Curiosamente, o quizás por eso mismo, me entró el gusanillo por la
escritura. En sexto de EGB escribí mi primera obra de teatro y se la
enseñé a mi profesor de lengua, Don Dimas. Se la dí para que la
leyera y me diera su opinión. Y él se lo tomó en serio: fue una
crítica atroz. Escribió con bolígrafo rojo los distintos aspectos
que consideraba oportunos: “Estructura: mal”, “Argumento: mal”,
“Personajes: mal”… Pero hubo una sorpresa: “Humor: muy bien”.

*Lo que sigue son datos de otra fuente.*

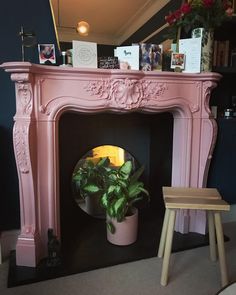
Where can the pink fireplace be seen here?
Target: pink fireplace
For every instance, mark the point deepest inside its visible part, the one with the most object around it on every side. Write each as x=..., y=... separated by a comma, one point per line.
x=44, y=93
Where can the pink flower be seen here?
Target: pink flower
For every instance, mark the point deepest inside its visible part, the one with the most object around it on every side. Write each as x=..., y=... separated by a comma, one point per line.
x=227, y=4
x=178, y=14
x=185, y=8
x=229, y=11
x=208, y=3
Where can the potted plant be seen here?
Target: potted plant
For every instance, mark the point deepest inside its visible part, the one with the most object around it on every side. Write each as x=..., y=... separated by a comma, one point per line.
x=120, y=189
x=86, y=178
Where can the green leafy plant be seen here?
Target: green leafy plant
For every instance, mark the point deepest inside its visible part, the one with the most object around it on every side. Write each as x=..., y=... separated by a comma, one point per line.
x=122, y=190
x=89, y=177
x=119, y=188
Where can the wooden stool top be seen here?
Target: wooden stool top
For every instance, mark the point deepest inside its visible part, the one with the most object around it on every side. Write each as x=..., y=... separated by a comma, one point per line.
x=190, y=192
x=196, y=203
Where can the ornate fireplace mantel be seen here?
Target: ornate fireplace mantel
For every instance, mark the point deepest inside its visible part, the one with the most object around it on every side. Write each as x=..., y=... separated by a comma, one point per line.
x=43, y=93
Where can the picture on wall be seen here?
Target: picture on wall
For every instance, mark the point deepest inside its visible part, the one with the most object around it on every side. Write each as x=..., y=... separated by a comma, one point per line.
x=47, y=53
x=177, y=60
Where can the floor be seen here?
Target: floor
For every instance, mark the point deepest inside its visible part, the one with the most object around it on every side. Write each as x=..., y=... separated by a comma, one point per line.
x=88, y=249
x=191, y=273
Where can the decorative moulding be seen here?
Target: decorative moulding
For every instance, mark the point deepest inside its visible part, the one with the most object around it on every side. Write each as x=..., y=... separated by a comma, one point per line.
x=44, y=93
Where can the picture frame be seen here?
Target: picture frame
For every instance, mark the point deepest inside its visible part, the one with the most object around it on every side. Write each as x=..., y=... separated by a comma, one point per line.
x=177, y=60
x=47, y=53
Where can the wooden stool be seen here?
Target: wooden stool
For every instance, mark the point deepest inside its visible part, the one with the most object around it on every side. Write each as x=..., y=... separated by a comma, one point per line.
x=193, y=198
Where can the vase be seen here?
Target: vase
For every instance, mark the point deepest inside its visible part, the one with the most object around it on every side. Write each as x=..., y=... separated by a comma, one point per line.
x=125, y=231
x=207, y=36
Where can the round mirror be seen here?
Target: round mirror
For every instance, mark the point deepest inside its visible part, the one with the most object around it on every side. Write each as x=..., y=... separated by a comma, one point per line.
x=88, y=172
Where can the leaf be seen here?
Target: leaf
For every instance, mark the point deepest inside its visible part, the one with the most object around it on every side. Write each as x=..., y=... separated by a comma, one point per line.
x=111, y=189
x=104, y=200
x=110, y=227
x=125, y=169
x=91, y=188
x=119, y=205
x=104, y=162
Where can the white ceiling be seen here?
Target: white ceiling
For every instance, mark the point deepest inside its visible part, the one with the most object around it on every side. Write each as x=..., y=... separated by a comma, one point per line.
x=111, y=21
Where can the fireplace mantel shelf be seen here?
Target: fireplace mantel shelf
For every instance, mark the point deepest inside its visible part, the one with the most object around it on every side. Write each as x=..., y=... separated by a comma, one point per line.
x=43, y=93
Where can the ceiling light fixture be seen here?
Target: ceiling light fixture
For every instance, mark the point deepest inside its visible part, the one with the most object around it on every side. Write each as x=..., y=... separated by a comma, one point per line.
x=83, y=28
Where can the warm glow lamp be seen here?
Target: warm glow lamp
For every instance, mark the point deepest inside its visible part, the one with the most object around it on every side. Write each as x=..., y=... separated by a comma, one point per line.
x=83, y=28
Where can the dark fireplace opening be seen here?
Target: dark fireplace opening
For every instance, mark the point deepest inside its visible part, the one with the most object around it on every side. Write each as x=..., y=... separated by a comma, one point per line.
x=84, y=247
x=149, y=139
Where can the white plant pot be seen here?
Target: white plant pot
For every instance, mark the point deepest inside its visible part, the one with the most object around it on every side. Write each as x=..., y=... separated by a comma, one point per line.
x=125, y=232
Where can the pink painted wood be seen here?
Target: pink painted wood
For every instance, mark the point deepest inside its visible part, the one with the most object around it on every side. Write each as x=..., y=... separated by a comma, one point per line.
x=43, y=93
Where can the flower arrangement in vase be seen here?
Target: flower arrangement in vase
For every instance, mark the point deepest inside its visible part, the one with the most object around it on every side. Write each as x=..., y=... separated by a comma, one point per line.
x=201, y=17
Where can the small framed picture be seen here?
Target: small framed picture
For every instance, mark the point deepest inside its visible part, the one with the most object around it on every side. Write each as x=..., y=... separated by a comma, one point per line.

Y aquello me hizo pensar que iba en el buen camino. Si había hecho
sonreír a mi profesor de lengua, ya sólo era cuestión de mejorar
el estilo.
Además, me explicó
lo que para mí fue la revelación más importante que debe conocer
cualquiera que quiera contar historias, y es que éstas han de tener
una presentación, un nudo, y un desenlace. Después de aquello,
estuve completamente convencido de que la literatura había dejado de
tener secretos para mí. Estaba chupado.
Pero volvamos al
tema que nos ocupa, que en el fondo no es otro que el amor a la
lectura. Ciertamente las cosas no pintaban bien para que entre los
libros y yo surgiera el amor. Me resultaba mucho más entretenido y
divertido lo que yo escribía que lo que me obligaban a leer. En el
instituto celebraban mis redacciones en la clase de lengua, más que
cualquier otro texto (quizás tuviera algo que ver el hecho de que
pusiera a mis compañeros de protagonistas de las distintas historias
que cada semana llevaba escritas a clase). Esto, en definitiva, sólo
me reafirmaba en el convencimiento de que era mejor lo que yo
escribía, al menos mucho más divertido y entretenido, que lo que
escribieran otros, por muy famosos que fueran y por mucho que mi
libro de texto hablase de ellos.
La literatura
lloraba desconsolada y silenciosa oculta tras una esquina, abandonada
por mí (quizás esto resulte un poco prepotente, e incluso
repelente, pero la imagen es chula). Si humanizara a la literatura,
para mí sería una mujer madura, de figura estilizada, vestida con
un velo y túnica vaporosas, con largas mangas, con el cabello largo
y de color gris, completamente lacio, y unos ojos de color azul claro
muy intensos. Puestos a imaginar…
Bueno, intentaré de
nuevo regresar al tema que nos ocupa. Había una serie de cuestiones
que eran inamovibles en mi convencimiento adolescente. A saber: si
duermes, descansas; si estudias, aprendes; si comes, engordas; si
haces ejercicio, te fortaleces; y si lees, te aburres. Eso era así.
Ya está.
Y un día, doña
Teresa, mi profesora de lengua y literatura de primero de BUP, de la
que no estaba enamorado, pero que sí me sirvió de inspiración para
algunos “momentos de recogimiento” propios de la edad, nos mandó
un nuevo libro para leer: “El pájaro Burlón”, de Gerald
Durrell. Un libro que, por cierto, a día de hoy es casi imposible de
encontrar en ningún sitio. Lo cogí con el mismo entusiasmo con el
que cada día me levanto a las seis de la mañana (ninguno, por si no
ha quedado claro), mientras la literatura se asomaba por la esquina
tras la que se había escondido antes y me observaba, sin yo saberlo,
con el esbozo de una sonrisa pícara en su cara.
Aquella novela me
conquistó, me divirtió muchísimo, me enganchó. Me demostró hasta
qué punto estaba equivocado en todas mis reflexiones sobre la
escritura y la literatura: ni yo era tan bueno, ni leer tenía que
ser aburrido. Probablemente no es la mejor novela que he leído
(bueno, seguro que no), ni la peor, pero fue la primera, y eso es
algo que sólo puedo compartir con ella. Igual que no se olvida el
primer beso, estoy convencido de que el primer libro que de verdad te
“hace sentir” tampoco se olvida. Yo no lo he olvidado después de
treinta años, ni creo que lo haga en lo que me reste de vida. A fin
de cuentas le debo mi amor a la lectura. No es una cuestión baladí.
Antonio Darriba Pinilla.
Aprendiz de escribidor.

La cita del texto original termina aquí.